Director-Chris Weitz

Starring-Demian Bichir, Jose Julian

Scott’s Review #1,004

Reviewed March 26, 2020

Grade: B+

A Better Life (2011) is a heartwarming and timely project that focuses and showcases the Hispanic culture, both positively and negatively. The subject matter of illegal immigration is studied amid a powerful family drama. Lead actor, Demian Bichir, deservedly received a Best Actor Oscar nomination for his sensitive portrayal of a man wanting only the best for his son while having life odds stacked against him. The film is an atypical Hollywood production, told simply and with heart.

Carlos Galindo (Bichir), is a struggling Los Angeles gardener who manicures the lawns of the rich and famous in sunny California with his partner and close friend Blasco. Carlos lives a content life but is always on guard because he is an illegal immigrant and worries about his son Luis (Jose Julian) falling in with the wrong crowd. When one day Carlos’s sister loans him $12,000 to purchase a truck, he needs for his job, the man hits his stride, only to have the truck stolen. Desperate, Carlos and Luis are determined to get back the truck while avoiding trouble with the law.

The title of the film, while basic and not sexy, is powerful in its simplicity.  Bold and thought-provoking, this is merely what Carlos wants for Luis and what every father wants for his son. His trials and tribulations a constant, he strives to teach Luis to steer a positive path and avoid mistakes that Carlos has made. Regardless of the political discussion the film could have, what lies beneath is a heartwarming story of cherished love between a man and his son. In clever fashion, the film provides a hopeful final message for both major characters.

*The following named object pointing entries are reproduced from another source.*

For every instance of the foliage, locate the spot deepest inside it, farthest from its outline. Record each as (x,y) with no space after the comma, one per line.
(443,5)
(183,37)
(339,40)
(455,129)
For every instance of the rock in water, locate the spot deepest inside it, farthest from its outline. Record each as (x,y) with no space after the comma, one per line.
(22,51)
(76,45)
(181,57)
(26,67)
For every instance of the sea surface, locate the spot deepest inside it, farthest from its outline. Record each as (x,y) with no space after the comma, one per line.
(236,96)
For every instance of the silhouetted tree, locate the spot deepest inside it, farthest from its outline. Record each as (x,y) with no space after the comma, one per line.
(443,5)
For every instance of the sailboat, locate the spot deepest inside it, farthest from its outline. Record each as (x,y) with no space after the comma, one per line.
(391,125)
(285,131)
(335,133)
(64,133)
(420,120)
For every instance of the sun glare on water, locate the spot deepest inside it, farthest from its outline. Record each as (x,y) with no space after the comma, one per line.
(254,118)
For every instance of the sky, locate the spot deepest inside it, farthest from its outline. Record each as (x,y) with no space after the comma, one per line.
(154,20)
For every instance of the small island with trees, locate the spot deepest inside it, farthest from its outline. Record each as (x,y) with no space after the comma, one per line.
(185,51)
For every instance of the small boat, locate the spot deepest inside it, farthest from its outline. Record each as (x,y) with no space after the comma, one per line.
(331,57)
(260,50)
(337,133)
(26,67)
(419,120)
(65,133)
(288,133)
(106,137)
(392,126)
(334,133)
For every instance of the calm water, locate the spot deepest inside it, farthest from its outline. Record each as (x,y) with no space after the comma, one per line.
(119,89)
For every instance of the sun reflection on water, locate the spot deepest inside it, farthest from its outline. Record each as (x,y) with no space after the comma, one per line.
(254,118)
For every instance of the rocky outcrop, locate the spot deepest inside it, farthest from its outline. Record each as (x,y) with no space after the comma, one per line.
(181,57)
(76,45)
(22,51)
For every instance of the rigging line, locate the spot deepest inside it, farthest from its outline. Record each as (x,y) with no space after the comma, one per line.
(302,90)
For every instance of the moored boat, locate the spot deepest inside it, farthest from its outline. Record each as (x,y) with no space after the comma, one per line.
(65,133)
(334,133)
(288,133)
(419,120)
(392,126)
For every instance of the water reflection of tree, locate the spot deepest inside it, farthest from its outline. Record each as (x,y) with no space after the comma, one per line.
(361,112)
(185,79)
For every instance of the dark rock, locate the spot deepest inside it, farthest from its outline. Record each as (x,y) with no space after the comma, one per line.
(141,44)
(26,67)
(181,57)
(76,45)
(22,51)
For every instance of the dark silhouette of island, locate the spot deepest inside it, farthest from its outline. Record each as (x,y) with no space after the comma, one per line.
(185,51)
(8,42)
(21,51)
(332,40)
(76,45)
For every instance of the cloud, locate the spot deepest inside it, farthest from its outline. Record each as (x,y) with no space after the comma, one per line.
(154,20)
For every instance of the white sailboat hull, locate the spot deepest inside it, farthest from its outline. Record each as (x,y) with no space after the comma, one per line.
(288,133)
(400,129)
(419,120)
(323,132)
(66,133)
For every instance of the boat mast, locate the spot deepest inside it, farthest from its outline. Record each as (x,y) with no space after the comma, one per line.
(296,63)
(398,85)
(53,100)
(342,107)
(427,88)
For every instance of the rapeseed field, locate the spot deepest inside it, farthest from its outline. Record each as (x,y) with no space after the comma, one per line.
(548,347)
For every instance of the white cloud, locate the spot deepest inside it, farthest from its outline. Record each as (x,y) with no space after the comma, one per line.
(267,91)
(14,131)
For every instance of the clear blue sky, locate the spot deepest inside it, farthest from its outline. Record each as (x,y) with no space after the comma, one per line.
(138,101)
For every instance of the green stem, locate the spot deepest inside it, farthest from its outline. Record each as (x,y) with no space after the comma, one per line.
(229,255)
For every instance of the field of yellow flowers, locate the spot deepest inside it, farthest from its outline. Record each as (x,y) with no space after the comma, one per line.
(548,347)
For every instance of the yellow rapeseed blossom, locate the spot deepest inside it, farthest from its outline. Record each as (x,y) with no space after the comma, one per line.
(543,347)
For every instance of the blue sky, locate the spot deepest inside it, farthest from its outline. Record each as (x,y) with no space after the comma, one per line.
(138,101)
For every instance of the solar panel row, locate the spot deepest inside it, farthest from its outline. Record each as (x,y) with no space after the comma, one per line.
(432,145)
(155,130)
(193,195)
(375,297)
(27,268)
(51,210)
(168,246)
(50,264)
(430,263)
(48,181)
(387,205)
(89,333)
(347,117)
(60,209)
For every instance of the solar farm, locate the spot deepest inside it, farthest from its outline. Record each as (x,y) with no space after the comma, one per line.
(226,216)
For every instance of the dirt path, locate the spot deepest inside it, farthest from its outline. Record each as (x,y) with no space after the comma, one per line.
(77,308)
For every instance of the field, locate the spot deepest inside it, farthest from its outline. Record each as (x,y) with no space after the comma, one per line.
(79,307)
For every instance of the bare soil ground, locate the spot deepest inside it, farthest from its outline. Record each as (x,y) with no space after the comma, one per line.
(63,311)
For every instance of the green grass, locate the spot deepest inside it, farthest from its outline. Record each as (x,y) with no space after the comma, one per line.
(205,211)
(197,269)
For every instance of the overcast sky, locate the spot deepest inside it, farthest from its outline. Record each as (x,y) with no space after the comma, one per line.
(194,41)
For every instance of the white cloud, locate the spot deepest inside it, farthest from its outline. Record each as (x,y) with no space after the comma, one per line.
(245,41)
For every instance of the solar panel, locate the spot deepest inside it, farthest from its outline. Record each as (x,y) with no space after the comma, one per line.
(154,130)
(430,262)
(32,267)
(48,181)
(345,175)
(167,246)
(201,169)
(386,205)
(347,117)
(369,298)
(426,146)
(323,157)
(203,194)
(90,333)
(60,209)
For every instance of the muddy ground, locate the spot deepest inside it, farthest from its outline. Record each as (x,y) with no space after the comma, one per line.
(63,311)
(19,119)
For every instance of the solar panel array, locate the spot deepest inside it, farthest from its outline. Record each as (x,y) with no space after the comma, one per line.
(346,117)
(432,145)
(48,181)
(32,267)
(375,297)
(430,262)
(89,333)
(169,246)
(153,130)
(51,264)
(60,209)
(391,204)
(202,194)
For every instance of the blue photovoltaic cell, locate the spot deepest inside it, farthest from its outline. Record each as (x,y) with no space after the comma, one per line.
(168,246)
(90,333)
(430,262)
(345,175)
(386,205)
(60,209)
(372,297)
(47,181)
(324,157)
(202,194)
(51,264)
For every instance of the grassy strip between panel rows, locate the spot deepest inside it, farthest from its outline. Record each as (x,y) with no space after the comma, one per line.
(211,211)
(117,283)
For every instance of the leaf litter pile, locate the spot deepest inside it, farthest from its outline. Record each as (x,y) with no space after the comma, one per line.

I adore the rich Mexican culture represented in the film. A battle of traditional appreciation of one’s roots versus immersing oneself in the American culture are examined. Nearly the entire cast is of Hispanic descent and the numerous scenes of ethnic flavor, from restaurants and cafes, to nightclubs and street life, the film feels authentic and fresh. Thankfully, the film makers do not try to pull off the insulting ploy of casting white actors clad in Mexican garb or a big-name actor in the role of Carlos. Many of the characters even seem like non-actors.

The setting of Los Angeles is highly successful, especially since the low-budget independent film uses eons of exterior shots. The camerawork is not exceptional but feels fresh, letting the warm climate marinate with viewers so that he or she feels implanted in the southern Californian neighborhoods. The contrast of the East Los Angeles area where Carlos lives versus where he works are a harsh reality for most landscapers.

Bichir more than deserves the accolades reaped upon him for this mesmerizing and intelligent role. He quietly portrays an empathetic man who is an unsung hero and a representative of many fathers never getting their due respect, especially if they are undocumented immigrants. When Luis denounces Mexican music, the pain is evident on the face of Carlos as he must endure what surely breaks his heart. The realism and the truth of the characters is led by Bichir.

A Better Life (2011) is a story rich with poignancy and relevance as the plight of a good man is showcased. Now almost ten years ago, the film is arguably more important than ever since immigration has become a hot ticket item in the turbulent political climate. Do hardworking, undocumented people deserve a break for being in the United States? The answer seems obvious and the film skews steadily to the left, but is there really any other strong viewpoint?